Last updated: Tuesday 4 صفر 1442 هـ – September 22, 2020 KSA 18:40 – GMT 15:40
Publication date: Tuesday 4 صفر 1442 هـ – September 22, 2020 KSA 08:31 – GMT 05:31

Source: Istanbul – Reuters

The Turkish currency continued its decline today, Tuesday, and touched for the first time the 9-pound barrier in the euro, while investors were waiting to see whether the central bank might violate expectations and raise interest rates at its meeting this week to stem the decline of the local currency.

The pound fell in 14 of the past sixteen days and hit a new record low of 7.67 against the dollar during trading, after closing on Monday at 7.6365.

The pound has plunged more than 22% against the US currency since the beginning of the year, to come among the worst performing currencies in the world.

It also fell to a new record low against the European currency at 9 pounds per euro, extending its losses this year to about 26%.

Analysts, including Goldman Sachs analysts, say that the Turkish central bank will likely decide at its scheduled meeting on Thursday to raise the interest rate for the so-called delayed liquidity window, which currently stands at 11.25%, which is one of the highest interest rates it sets.

That may protect the pound from a further sharp decline. The currency has tumbled about 22% against its US counterpart since the beginning of this year and has lost about half of its value since the end of 2017.

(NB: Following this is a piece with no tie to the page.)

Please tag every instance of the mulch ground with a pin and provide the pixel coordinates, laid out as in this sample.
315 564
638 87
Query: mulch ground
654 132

But analysts say the move will only be a delay to an official rate hike, which has been sitting at 8.25%, since May.

Although most economists polled by Reuters do not expect an official rate hike this week, they believe that the central bank will continue to take measures to raise the weighted average cost of financing, which reached 10.4%, from 7.3%, in two months.

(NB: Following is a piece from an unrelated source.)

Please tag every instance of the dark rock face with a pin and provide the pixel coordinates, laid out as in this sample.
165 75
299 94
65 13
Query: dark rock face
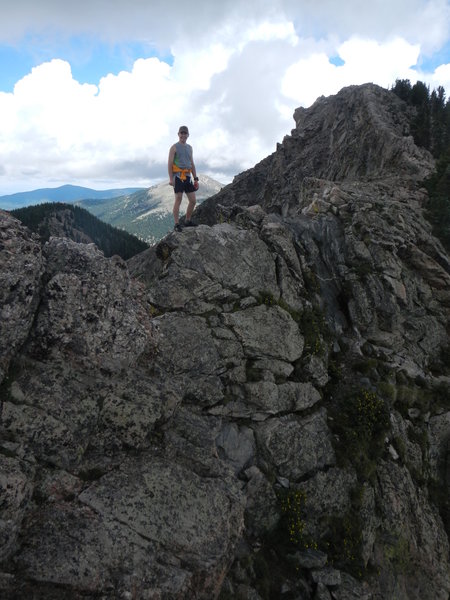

The credit rating agency said that Turkey’s external vulnerabilities will likely result in a balance of payments crisis, and that financial safety margins are eroding.

“The possibility of a financing shock remains the main danger that the Turkish economy faces,” said Ihsan Khoman, Director of Middle East and North Africa Research at MUFG Bank.

But President Recep Tayyip Erdogan, a constant critic of credit rating agencies, launched a new attack on these institutions over the weekend after the announcement of Moody’s decision, and in his remarks referred to Standard & Poor’s.

“You cannot dictate conditions to Turkey under the sword of sanctions. You did this before. Did you get a result? No, it did not happen. It will not happen in the future,” he said in the speech.